With the arrival of Raspberry Pi 5 it's a brave new world for my favourite little computer. The new shiny PCI-Express header allows super-duper-fast peripherals to bypass the bottleneck that is USB. An instant ask is for NVMe SSD drive support. One of the first to appear, pictured here, is the classic Argon ONE case updated for Raspberry Pi 5 and an NVMe M.2 to PCI-E adaptor built into the base.

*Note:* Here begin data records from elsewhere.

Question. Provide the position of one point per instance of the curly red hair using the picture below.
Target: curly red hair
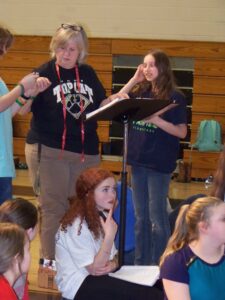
(83, 204)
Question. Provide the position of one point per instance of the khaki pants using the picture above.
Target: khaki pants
(58, 175)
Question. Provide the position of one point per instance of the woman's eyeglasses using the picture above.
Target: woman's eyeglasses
(73, 27)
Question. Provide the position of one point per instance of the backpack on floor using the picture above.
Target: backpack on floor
(209, 137)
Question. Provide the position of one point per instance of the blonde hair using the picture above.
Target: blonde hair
(12, 241)
(186, 227)
(6, 37)
(67, 32)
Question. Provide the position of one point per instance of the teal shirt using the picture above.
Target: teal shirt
(7, 168)
(205, 281)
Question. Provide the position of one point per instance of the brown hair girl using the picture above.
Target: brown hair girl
(83, 205)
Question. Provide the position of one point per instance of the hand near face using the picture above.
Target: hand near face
(109, 226)
(29, 81)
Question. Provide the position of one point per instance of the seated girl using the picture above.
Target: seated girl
(193, 264)
(14, 258)
(85, 251)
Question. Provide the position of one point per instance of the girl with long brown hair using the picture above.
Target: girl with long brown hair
(85, 251)
(193, 264)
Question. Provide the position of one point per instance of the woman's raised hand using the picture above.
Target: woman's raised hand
(29, 81)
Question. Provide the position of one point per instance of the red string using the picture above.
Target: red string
(64, 112)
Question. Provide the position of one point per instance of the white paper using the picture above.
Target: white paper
(145, 275)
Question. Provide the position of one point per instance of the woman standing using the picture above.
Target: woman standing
(14, 258)
(153, 157)
(67, 145)
(193, 264)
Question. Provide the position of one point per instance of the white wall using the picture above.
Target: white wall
(202, 20)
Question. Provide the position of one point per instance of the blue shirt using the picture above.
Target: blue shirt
(152, 147)
(7, 168)
(206, 281)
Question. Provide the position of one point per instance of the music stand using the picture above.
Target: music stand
(124, 111)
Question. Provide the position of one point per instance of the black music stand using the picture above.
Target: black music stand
(124, 111)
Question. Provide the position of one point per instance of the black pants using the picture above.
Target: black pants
(109, 288)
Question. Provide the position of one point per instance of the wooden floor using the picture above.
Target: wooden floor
(22, 188)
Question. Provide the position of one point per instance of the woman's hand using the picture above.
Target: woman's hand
(137, 78)
(114, 97)
(109, 226)
(42, 83)
(29, 81)
(110, 266)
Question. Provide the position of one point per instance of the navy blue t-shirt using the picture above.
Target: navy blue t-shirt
(151, 147)
(206, 281)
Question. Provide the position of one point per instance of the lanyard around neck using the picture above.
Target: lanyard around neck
(64, 110)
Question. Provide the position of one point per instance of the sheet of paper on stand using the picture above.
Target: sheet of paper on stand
(145, 275)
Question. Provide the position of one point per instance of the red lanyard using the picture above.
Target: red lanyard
(64, 110)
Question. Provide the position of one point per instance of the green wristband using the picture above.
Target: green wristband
(22, 89)
(19, 103)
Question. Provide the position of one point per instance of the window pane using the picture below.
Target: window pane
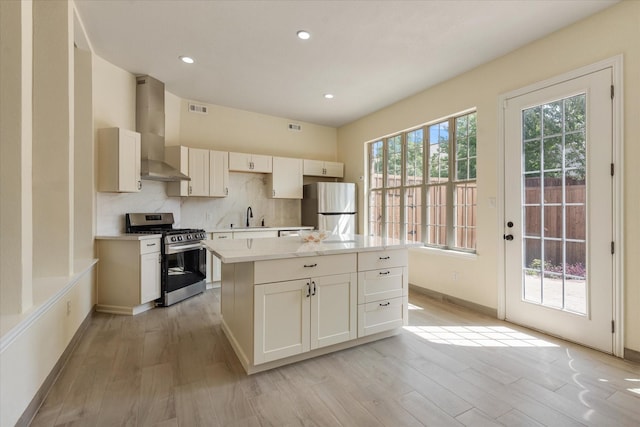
(439, 152)
(413, 213)
(392, 218)
(394, 161)
(437, 215)
(376, 156)
(414, 164)
(375, 213)
(465, 203)
(466, 147)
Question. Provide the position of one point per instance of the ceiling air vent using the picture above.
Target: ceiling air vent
(195, 108)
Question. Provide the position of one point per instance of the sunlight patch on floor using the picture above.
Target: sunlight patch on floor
(477, 336)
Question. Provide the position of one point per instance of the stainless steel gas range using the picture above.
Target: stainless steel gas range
(183, 272)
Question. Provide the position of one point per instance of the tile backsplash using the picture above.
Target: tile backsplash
(245, 189)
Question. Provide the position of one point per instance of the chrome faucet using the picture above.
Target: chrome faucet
(249, 214)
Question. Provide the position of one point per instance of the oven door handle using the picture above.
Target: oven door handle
(174, 249)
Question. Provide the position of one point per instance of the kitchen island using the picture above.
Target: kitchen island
(283, 300)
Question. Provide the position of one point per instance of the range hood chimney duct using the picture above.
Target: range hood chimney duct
(150, 125)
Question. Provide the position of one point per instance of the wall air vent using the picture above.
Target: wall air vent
(195, 108)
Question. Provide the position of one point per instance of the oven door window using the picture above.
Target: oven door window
(183, 269)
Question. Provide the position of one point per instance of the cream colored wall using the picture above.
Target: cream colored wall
(229, 129)
(114, 96)
(29, 359)
(612, 32)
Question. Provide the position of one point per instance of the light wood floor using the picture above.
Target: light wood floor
(174, 367)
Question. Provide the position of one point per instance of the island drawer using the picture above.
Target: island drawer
(148, 246)
(382, 259)
(279, 270)
(380, 316)
(378, 285)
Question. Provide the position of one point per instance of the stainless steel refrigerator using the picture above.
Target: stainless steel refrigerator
(330, 206)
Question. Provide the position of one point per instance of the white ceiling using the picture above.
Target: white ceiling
(369, 54)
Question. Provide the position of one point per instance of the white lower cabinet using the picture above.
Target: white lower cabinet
(297, 316)
(128, 275)
(383, 293)
(150, 277)
(279, 311)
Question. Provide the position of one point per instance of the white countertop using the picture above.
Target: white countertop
(234, 229)
(129, 236)
(246, 250)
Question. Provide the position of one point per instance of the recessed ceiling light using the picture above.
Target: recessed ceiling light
(303, 35)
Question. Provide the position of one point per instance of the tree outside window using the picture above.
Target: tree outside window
(411, 193)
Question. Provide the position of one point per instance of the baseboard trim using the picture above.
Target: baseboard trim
(41, 394)
(438, 296)
(631, 355)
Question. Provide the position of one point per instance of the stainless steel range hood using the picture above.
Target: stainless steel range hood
(150, 125)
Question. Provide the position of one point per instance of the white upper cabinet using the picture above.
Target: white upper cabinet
(218, 173)
(286, 179)
(244, 162)
(322, 168)
(199, 172)
(118, 160)
(207, 169)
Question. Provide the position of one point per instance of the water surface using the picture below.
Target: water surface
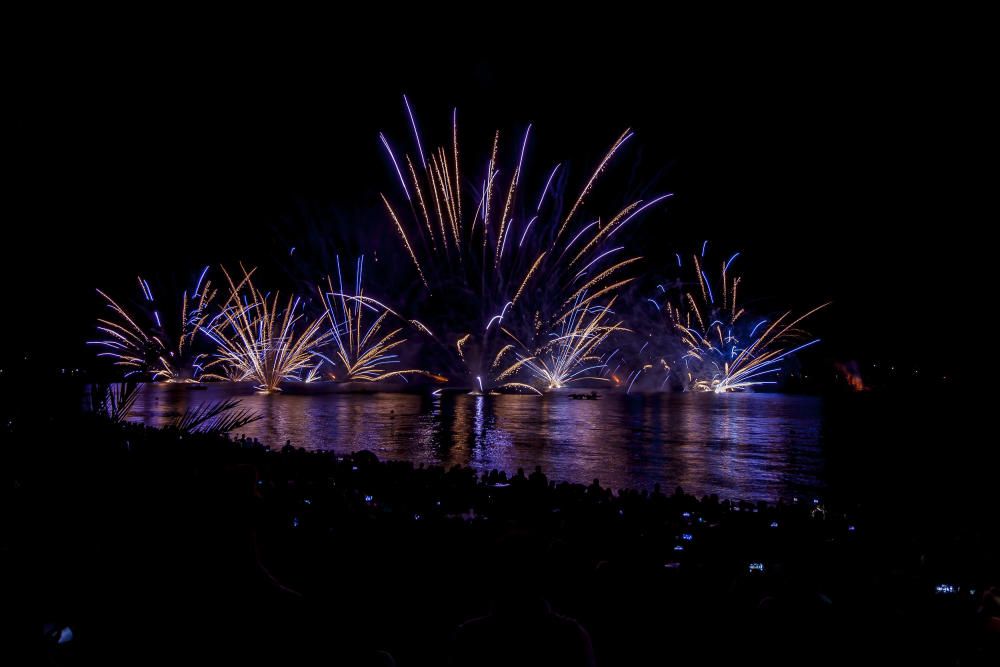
(752, 446)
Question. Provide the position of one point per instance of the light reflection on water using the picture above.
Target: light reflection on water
(752, 446)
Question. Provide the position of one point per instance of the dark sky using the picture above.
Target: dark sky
(843, 164)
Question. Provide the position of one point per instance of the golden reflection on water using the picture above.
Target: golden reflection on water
(753, 446)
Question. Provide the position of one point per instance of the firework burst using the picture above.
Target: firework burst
(261, 338)
(500, 266)
(724, 348)
(572, 353)
(141, 343)
(365, 336)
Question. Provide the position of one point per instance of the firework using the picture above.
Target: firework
(364, 335)
(501, 267)
(572, 353)
(257, 337)
(724, 348)
(140, 342)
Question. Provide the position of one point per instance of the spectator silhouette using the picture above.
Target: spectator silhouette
(521, 628)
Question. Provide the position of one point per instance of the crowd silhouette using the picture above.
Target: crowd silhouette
(132, 545)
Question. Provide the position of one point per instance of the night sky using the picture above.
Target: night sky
(840, 164)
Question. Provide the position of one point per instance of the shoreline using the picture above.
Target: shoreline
(345, 555)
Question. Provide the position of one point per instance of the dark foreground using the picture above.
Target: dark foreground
(136, 546)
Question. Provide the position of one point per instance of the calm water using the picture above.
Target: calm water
(752, 446)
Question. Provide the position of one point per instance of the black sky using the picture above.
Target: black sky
(844, 164)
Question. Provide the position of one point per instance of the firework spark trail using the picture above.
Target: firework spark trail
(168, 356)
(725, 354)
(362, 352)
(257, 338)
(572, 353)
(475, 278)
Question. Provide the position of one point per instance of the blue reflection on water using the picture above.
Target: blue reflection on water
(753, 446)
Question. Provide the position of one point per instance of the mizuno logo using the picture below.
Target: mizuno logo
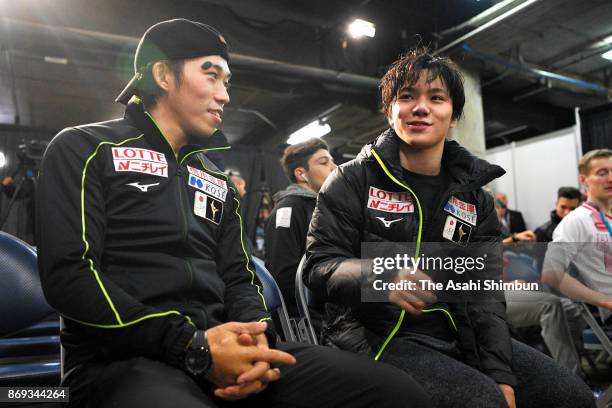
(387, 223)
(142, 187)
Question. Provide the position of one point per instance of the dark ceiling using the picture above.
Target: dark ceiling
(64, 61)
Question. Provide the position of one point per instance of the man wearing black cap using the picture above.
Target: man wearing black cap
(142, 252)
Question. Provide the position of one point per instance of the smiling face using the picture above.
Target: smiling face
(598, 179)
(320, 166)
(197, 100)
(421, 114)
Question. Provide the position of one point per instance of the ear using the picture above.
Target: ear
(162, 75)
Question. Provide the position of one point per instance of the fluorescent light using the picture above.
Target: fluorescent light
(313, 129)
(360, 28)
(56, 60)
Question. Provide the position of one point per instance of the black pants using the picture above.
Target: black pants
(322, 377)
(437, 366)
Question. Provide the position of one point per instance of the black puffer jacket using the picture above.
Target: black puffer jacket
(342, 221)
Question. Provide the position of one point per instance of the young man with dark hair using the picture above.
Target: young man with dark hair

I eagerly procured a 1TB NVMe SSD, popped open the bottom of the case, fitted the PCB, put everything back together again, made sure the ribbon cable was correctly connected to both the Pi and the drive, booted and ...nothing. The Raspberry Pi happily booted off the existing SD Card, but no sign of the NVMe drive in /dev
. Nada. Ziltch.
If you've found yourself in the same boat, here's the solution. The current stock bootloader does not support NVMe devices. The OS will simply ignore them. To get everything running:
- Open a command line terminal
- Run:
sudo raspi-config
- When the menu appears, select
Advanced Options
- Then
Bootloader Version
- Finally
Latest
to select the bootloader with NVMe support - Confirm with
Yes
- Press escape until you are asked if you want to reboot - you do
When the OS has rebooted:
- Open a terminal window
- Run:
blkid
- Look at the results - you should now see a
/dev/nvme*
device
You're now ready to partition and format the drive. Once it's ready for use, you can use raspi-config
again to set it to be the default boot drive and say goodbye to SD cards.